Karena itulah, percuma lapor
polisi bila Anda adalah korban kejahatan para penjahat yang berdosa? Lebih percuma
lapor kepada Tuhan, yang jelas-jelas lebih PRO terhadap penjahat ataupun
pendosa apapun dan manapun. Karena itulah juga, percuma minta tolong kepada
polisi yang juga pemeluk “Agama DOSA” yang sama dengan penjahat (pendosa) yang hendak
kita laporkan? Lebih percuma lagi minta tolong kepada Tuhan, yang jelas-jelas mengkampanyekan
“siapa yang kuat dan JAHAT (pendosa), dia yang survive”. Berikut inilah yang selalu dikumandangkan oleh para
pendosa (pemeluk “Agama DOSA”) tersebut ketika menyakiti korban-korbannya : “Masih untung kamu tidak saya BUNUH, tapi
sekadar saya lukai dan aniaya ataupun rugikan! Orang baik, adalah MANGSA EMPUK!”
Ideologi korup semacam “pengampunan
/ penghapusan dosa” maupun “penebusan dosa”, jelas-jelas hanya dibutuhkan dan
dipeluk oleh seorang PENDOSA yang berlumuran DOSA (BERDOSA). Menjadi lebih abrsurd,
ketika seorang pendosa atau seorang pemeluk “Agama DOSA” hendak berceramah perihal
hidup suci, mulia, luhur, dan baik—toh Tuhan yang menjadi panutan dan yang
mereka sembah saja, lebih suka “menyelesaikan setiap masalah dengan kekerasan
fisik” serta lebih PRO terhadap pendosa alih-alih kepada korban. Sudah sepatutnya
mereka merasa malu dan inferior—alih-alih tanpa malu merasa lebih superior—terhadap
atau bila dibandingkan dengan para suciwan pemeluk “Agama SUCI” maupun para ksatria
pemeluk “Agama KSATRIA”.
Seorang suciwan, tidak pernah
membutuhkan iming-iming ataupun janji-janji surgawi semacam “pengampunan /
penghapusan dosa” maupun “penebusan dosa”, namun semata mengandalkan komitmen
untuk mawas diri, penuh pengendalian diri, serta penuh perhatian terhadap
perbuatan dan ucapan diri sendiri, agar tidak mencemari diri dengan perbuatan-perbuatan
buruk dan tercela seperti menyakiti, melukai, maupun merugikan orang lain tidak
terkecuali terhadap mahkluk hidup lainnya. Para suciwan, adalah suci, tidak
ternoda dan tidak tercemar, tidak pula dapat dicela tindak-tanduk perilakunya
oleh para bijaksanawan. Memuliakan Tuhan, adalah dengan menjadi manusia yang
mulia, setidaknya dengan menjadi manusia yang bertanggung-jawab.

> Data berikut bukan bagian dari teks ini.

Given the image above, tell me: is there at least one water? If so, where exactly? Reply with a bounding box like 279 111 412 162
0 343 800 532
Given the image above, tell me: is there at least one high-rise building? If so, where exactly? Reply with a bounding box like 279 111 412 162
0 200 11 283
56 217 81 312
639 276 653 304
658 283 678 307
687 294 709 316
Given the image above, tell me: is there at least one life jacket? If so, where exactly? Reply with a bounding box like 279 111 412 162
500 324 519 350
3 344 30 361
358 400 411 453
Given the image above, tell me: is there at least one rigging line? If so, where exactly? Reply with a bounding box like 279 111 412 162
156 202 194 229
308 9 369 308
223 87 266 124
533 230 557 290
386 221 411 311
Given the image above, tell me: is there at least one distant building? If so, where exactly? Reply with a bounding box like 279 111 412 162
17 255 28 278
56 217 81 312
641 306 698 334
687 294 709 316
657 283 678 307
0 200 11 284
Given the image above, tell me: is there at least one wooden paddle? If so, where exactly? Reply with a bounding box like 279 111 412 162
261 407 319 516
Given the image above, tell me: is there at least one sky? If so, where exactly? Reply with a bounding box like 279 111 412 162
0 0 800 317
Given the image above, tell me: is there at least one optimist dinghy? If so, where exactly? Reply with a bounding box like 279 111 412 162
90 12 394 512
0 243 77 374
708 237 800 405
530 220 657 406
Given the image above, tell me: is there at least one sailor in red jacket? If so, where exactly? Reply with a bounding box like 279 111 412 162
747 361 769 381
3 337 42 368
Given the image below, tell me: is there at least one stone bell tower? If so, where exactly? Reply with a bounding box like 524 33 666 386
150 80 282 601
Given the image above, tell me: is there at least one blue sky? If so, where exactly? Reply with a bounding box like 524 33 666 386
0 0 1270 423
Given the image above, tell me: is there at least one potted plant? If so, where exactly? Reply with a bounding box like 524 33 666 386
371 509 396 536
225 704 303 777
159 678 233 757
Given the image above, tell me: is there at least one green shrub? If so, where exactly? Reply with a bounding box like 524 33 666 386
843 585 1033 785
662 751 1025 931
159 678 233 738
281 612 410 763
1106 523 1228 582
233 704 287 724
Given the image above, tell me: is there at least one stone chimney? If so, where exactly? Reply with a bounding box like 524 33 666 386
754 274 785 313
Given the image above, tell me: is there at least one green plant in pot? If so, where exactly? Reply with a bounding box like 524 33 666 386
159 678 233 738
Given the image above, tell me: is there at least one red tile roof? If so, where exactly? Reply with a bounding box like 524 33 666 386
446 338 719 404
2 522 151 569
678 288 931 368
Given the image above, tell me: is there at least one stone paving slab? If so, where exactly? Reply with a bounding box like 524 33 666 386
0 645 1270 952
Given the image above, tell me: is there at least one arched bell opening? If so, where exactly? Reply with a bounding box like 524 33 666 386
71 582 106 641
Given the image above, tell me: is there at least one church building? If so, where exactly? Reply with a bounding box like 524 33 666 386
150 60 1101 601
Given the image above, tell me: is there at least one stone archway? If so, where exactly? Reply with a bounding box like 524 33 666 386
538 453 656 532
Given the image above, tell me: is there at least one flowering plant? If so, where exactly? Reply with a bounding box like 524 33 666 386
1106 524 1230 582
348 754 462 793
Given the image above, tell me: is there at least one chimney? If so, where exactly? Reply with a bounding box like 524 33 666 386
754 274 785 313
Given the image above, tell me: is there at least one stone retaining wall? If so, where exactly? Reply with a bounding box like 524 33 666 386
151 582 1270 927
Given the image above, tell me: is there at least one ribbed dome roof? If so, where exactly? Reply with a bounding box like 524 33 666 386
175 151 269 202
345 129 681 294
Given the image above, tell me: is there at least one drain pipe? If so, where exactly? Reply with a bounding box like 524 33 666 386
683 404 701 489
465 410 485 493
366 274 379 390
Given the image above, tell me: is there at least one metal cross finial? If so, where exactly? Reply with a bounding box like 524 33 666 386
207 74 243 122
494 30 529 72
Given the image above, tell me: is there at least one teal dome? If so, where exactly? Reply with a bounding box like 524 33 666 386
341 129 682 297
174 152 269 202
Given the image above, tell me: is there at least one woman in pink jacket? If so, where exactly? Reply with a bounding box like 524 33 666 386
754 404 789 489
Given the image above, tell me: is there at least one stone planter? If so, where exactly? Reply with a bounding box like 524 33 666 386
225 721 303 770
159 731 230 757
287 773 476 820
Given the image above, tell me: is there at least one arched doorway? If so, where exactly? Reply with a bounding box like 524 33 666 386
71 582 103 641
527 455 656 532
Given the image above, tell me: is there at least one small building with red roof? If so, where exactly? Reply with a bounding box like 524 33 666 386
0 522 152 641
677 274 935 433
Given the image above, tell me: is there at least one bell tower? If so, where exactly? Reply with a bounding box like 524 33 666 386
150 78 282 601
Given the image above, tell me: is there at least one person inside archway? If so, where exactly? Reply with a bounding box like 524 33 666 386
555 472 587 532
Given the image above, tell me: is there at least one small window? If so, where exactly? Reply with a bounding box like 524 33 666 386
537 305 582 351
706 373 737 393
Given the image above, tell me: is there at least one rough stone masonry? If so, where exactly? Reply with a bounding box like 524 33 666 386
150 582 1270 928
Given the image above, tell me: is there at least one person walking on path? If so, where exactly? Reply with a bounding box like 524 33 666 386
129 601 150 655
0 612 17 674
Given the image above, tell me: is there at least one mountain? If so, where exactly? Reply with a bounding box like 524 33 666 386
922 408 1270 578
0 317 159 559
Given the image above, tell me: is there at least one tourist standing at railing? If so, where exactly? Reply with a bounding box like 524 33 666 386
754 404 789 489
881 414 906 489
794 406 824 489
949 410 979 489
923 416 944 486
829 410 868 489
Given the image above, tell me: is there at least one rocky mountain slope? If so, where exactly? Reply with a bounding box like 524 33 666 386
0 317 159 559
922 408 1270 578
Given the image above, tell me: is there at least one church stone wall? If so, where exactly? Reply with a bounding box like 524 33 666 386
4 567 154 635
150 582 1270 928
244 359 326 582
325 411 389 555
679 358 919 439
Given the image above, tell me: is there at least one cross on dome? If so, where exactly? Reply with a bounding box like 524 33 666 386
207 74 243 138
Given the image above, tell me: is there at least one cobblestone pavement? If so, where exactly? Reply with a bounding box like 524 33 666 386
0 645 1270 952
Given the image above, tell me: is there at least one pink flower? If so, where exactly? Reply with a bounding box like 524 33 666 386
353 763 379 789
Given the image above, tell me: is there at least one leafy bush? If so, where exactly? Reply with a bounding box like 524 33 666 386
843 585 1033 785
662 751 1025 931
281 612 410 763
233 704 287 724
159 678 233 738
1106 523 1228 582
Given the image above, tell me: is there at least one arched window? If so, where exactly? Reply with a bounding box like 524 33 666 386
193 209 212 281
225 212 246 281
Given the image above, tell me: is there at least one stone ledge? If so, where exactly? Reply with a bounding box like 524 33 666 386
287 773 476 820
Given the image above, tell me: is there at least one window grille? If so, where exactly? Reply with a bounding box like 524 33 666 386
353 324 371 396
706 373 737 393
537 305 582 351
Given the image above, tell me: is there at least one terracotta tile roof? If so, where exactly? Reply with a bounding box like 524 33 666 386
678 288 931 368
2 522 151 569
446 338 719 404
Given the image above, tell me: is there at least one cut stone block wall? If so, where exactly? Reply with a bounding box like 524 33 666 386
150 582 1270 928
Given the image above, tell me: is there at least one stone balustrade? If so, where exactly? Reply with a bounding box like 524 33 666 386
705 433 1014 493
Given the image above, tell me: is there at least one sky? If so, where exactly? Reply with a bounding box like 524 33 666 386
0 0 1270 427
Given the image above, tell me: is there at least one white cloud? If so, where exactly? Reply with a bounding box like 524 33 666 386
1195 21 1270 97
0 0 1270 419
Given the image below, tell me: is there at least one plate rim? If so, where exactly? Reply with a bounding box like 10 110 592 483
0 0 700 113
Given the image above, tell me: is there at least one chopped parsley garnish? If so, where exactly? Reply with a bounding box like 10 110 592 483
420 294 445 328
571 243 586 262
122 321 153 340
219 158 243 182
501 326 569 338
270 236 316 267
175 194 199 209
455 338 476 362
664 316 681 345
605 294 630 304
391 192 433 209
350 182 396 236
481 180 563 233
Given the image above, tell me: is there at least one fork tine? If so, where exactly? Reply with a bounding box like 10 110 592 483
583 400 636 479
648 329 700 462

Serupa dengan itu, para ksatria
bisa jadi masih dapat atau bahkan juga telah pernah menyakiti, merugikan,
ataupun melukai pihak lain. Namun, kontras sikap mental yang membedakan seorang
ksatria dari para pendosa, bila seorang ksatria tidak pernah berkelit
ataupun mencari alibi seribu satu alasan, maka seorang pendosa lebih sibuk
berdalih, “lempar batu sembunyi tangan”, hingga “maling teriak maling” ataupun “lebih
galak yang ditegur daripada pihak korban yang menegur”. Korban, yang kemudian
harus mengemis-ngemis apa yang memang menjadi haknya tersebut (tanggung-jawab pelaku).
Perbedaan kedua, seorang
ksatria akan memiliki inisiatif atau kesadaran pribadi untuk bertanggung-jawab
secara adil, setimpal, proporsional, tanpa harus menunggu dituntut oleh pihak
korban, yang mana bahkan korban yang tidak menyadari dirinya telah dilukai atau
merugi pun akan disampaikan secara transparan oleh sang ksatria akibat imbas perilaku
atau perbuatannya. Sebaliknya, para pendosa akan memanipulasi korban sehingga
sang korban merasa bahwa derita yang diderita olehnya merupakan akibat
perbuatan sang korban itu sendiri, “tabrak lari” (hit and run), merancang modus terselubung yang sukar disadari
korban, atau memandang bahwa korban yang gagal dalam menuntut haknya atas
ganti-rugi atau gagal meminta tanggung-jawab sang pelaku adalah sebentuk
keuntungan bagi sang pendosa.
Menurut para pembaca, manakah
yang merupakan rammatan bagi segenap semesta dan bagi umat manusia maupun peradaban?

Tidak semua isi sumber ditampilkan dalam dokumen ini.